By Barbara Kessler
Green Right Now
On this 40th Earth Day, many activists are reaching out to their constituents, urging them to make life changes, to reduce energy consumption, rethink paper use, install better light bulbs, donate to climate causes.
But mostly they want the American public to snap to attention and call the U.S. Senate.
Among those wanting to rattling the cages in D.C. is former Vice President and green evangelist Al Gore.
If the Senate “steps up and passes strong legislation, success will be within reach,” he told supporters of Repower America in an Earth Day email.
“But the forces of opposition are very powerful. And if we did nothing, we would fail – by falling prey to the cynicism of corporate lobbyists and the misinformation of self-serving politicians and pundits whose blatant disregard for scientific fact endangers us all,” he writes.
“So this Earth Day, I ask all of you to join together to take action to address climate change. Call your Senator at the number below and tell him or her to support comprehensive clean energy and climate legislation.
“Just call our toll-free Repower America hotline at 1-877-55-REPOWER (1-877-557-3769), and enter your zip code. You’ll be connected to one of your Senators….”
Gore also asks supporters to report their phone call to RePower so the group can track progress.
Once Earth Day did a great job of rallying the public around ways to clean the environment, he notes “But today, our task is even greater. Beyond careful stewardship of our natural resources, we must act to prevent a potential global catastrophe of unprecedented magnitude. We must aggressively respond to the threat of global climate change.”
The League of Conservation Voters also is asking supporters to lob in a call for action by signing the group’s Earth Day Declaration, which asks the Congress to act swiftly to enable a “clean energy revolution.”
When the Declaration campaign launched last month, The League of Conservation Voters’ president Gene Karpinski called for “Patriots” to act:
“For too long Big Oil and their special interest allies have stood in the way of a clean energy revolution. It’s time for lawmakers to listen to the millions of citizens who will recognize this Earth Day by demanding the Senate gets working to pass comprehensive clean energy and climate legislation. We need more Clean Energy Patriots this year. We need an Earth Day Revolution, not just another celebration.”

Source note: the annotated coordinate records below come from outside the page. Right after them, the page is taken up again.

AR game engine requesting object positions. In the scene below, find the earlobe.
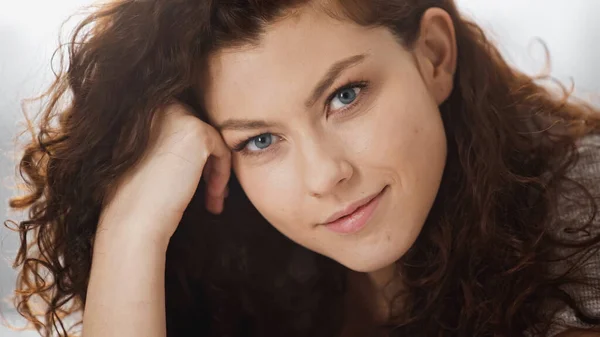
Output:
[415,8,457,105]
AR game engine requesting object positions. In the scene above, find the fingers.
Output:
[205,126,231,214]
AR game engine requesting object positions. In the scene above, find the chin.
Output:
[337,249,406,273]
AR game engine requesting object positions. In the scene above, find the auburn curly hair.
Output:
[7,0,600,337]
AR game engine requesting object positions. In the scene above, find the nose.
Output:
[302,137,354,197]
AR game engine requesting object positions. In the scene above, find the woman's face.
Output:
[204,9,451,272]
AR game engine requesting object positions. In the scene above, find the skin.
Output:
[83,3,598,337]
[204,7,456,283]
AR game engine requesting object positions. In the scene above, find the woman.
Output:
[11,0,600,337]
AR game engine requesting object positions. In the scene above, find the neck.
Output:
[349,264,398,323]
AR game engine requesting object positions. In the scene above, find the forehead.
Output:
[203,7,395,123]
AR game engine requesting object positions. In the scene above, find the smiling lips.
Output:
[323,186,387,234]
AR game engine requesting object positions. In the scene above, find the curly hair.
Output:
[8,0,600,336]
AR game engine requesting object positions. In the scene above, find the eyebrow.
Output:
[216,54,367,131]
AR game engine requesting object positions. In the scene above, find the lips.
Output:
[323,191,382,225]
[323,186,387,235]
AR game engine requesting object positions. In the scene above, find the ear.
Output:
[413,7,457,105]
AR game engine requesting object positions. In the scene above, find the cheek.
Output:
[234,163,302,233]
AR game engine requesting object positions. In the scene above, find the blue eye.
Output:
[247,133,273,152]
[329,85,362,110]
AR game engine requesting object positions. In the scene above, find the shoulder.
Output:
[550,134,600,337]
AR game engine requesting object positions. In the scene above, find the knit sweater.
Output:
[549,135,600,337]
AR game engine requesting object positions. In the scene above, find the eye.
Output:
[328,82,367,111]
[246,133,275,152]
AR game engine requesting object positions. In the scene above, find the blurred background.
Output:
[0,0,600,337]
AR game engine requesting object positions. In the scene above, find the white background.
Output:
[0,0,600,337]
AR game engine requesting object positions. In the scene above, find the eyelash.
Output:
[232,81,369,156]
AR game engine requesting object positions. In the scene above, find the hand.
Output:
[99,104,231,239]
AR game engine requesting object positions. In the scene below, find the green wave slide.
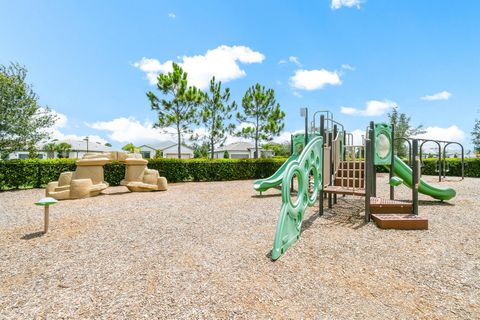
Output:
[253,155,298,192]
[393,156,456,201]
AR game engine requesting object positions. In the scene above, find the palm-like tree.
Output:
[57,142,72,158]
[43,142,57,159]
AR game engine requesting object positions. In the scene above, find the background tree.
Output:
[57,142,72,158]
[262,142,290,157]
[237,83,285,158]
[387,107,425,157]
[471,119,480,153]
[147,63,204,158]
[122,142,138,153]
[0,63,57,155]
[192,141,209,158]
[43,142,57,159]
[197,77,237,159]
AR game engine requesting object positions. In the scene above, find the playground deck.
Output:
[0,175,480,319]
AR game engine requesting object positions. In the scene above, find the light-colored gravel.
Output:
[0,175,480,319]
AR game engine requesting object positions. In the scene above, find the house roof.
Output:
[42,139,118,152]
[215,142,263,152]
[140,140,192,151]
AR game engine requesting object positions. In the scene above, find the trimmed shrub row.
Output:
[0,158,285,190]
[377,158,480,178]
[0,158,480,190]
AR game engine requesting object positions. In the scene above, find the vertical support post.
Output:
[332,124,340,204]
[327,132,333,209]
[370,121,377,197]
[318,114,325,216]
[412,139,420,215]
[43,205,50,233]
[364,135,372,223]
[35,161,42,188]
[303,107,308,148]
[290,134,293,192]
[438,146,442,182]
[388,123,395,200]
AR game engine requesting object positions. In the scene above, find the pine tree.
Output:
[237,83,285,158]
[471,119,480,153]
[147,63,205,158]
[200,77,237,159]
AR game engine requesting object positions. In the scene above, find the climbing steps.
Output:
[323,161,428,230]
[370,197,412,214]
[323,161,365,196]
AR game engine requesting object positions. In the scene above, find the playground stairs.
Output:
[370,197,428,230]
[324,161,365,196]
[324,161,428,230]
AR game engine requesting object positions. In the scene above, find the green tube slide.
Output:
[253,154,298,192]
[393,156,456,201]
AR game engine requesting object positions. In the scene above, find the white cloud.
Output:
[341,64,355,71]
[290,69,342,90]
[133,45,265,89]
[340,100,397,117]
[350,129,365,146]
[292,91,302,98]
[87,117,176,145]
[288,56,302,67]
[39,110,108,144]
[416,125,465,142]
[330,0,362,10]
[420,91,452,101]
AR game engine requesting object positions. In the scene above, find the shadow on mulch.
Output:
[252,193,282,199]
[20,231,45,240]
[317,197,367,230]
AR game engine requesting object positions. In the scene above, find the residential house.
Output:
[213,142,275,159]
[8,139,118,159]
[140,141,193,159]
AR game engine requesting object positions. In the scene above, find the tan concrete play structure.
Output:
[45,152,167,200]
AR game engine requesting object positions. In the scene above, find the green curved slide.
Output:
[393,156,456,201]
[253,154,298,192]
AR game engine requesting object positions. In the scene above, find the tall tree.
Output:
[147,63,205,158]
[57,142,72,158]
[387,107,425,157]
[237,83,285,158]
[200,77,237,159]
[0,63,57,155]
[471,119,480,152]
[43,142,57,158]
[192,141,209,158]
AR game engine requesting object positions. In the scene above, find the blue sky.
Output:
[0,0,480,152]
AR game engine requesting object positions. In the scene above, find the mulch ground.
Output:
[0,175,480,319]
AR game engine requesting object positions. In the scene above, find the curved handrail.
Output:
[272,136,323,260]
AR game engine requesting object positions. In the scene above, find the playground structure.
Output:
[45,152,167,200]
[254,108,463,260]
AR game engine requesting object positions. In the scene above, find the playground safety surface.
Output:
[0,175,480,319]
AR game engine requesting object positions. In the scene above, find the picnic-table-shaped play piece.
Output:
[46,152,167,200]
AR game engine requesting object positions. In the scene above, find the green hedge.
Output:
[0,158,480,190]
[377,158,480,178]
[0,158,285,190]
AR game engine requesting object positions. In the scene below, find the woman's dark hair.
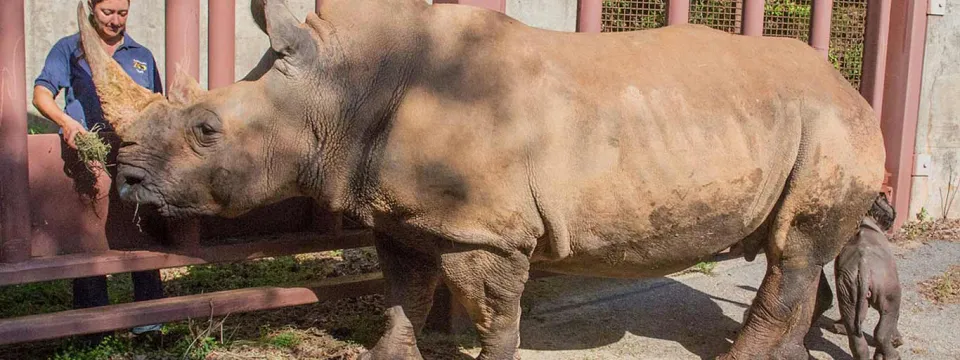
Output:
[87,0,131,14]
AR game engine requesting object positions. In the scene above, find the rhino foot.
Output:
[359,346,423,360]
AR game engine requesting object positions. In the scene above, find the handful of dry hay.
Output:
[73,124,110,173]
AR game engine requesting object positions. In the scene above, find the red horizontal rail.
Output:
[0,273,383,345]
[0,230,373,286]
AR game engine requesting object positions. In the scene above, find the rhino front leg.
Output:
[360,233,440,360]
[441,248,530,360]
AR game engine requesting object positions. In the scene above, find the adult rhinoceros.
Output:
[79,0,884,359]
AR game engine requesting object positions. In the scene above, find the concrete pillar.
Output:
[164,0,200,89]
[860,0,890,118]
[0,0,31,263]
[810,0,833,59]
[433,0,507,13]
[577,0,603,33]
[740,0,764,36]
[207,0,236,89]
[880,1,927,231]
[164,0,202,248]
[667,0,690,25]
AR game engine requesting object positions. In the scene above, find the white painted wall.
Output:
[912,0,960,221]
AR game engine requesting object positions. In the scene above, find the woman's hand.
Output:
[62,120,87,150]
[33,85,87,150]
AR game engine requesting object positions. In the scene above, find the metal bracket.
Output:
[927,0,947,16]
[913,154,933,177]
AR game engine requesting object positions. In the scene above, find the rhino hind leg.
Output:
[811,270,833,325]
[441,243,530,360]
[360,233,440,360]
[721,192,869,360]
[836,274,870,360]
[873,294,903,360]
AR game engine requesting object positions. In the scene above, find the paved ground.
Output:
[454,241,960,360]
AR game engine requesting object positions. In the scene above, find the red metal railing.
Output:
[0,1,31,263]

In a 40 day campaign leading up to the 40th Anniversary of Earth Day, being observed today, the LCV issued a list of 40 Reasons for the U.S. to have Clean Energy/Climate legislation.
Reason number1: Clean energy and climate policies will create 2 million American jobs.
Reason number 2: We can save more than it costs. Clean energy and climate policy will save American families an average of $900 a year by 2030.
While groups like the League and Repower are poking holes in the arguments against climate action — saying that it will not cost too much; that it will not disrupt the economic recovery — that may be only half the battle.
The pending legislation, known as the Lieberman-Kerry-Graham climate and energy bill (drafted by said Senators) is reputed to be so stuffed with concessions to fossil fuel industries that even environmentalists may be loath to support it. Progressive think tanks and groups are wary.
The Center for American Progress has put out an eye-opening blog, The Lieberman-Kerrry-Graham Climate Bill Could Make Matters Worse that warns the bill may be past the point of being just milquetoast.
“Environmental activists have long been prepared for a disappointing, compromise-ridden bill – but the common wisdom has always been “something is better than nothing.” The danger now is that this bill, as written, would actually do more harm than good,” write the group’s blog authors.
The bill, set for unveiling next week, reportedly sets a low bar for emissions targets and even undercuts federal regulatory powers, stripping the EPA’s powers to regulate greenhouse gas emissions.
Environmental leaders in other quarters are not unaware of the pitfalls with this particular legislative solution. Notice that Gore is calling for strong legislation and the League of Conservation Voters makes reference to the meaningful legislation it hopes to support.
Should the bill on the table turn out to be not so strong or meaningful, it’s anyone’s guess where matters go from here.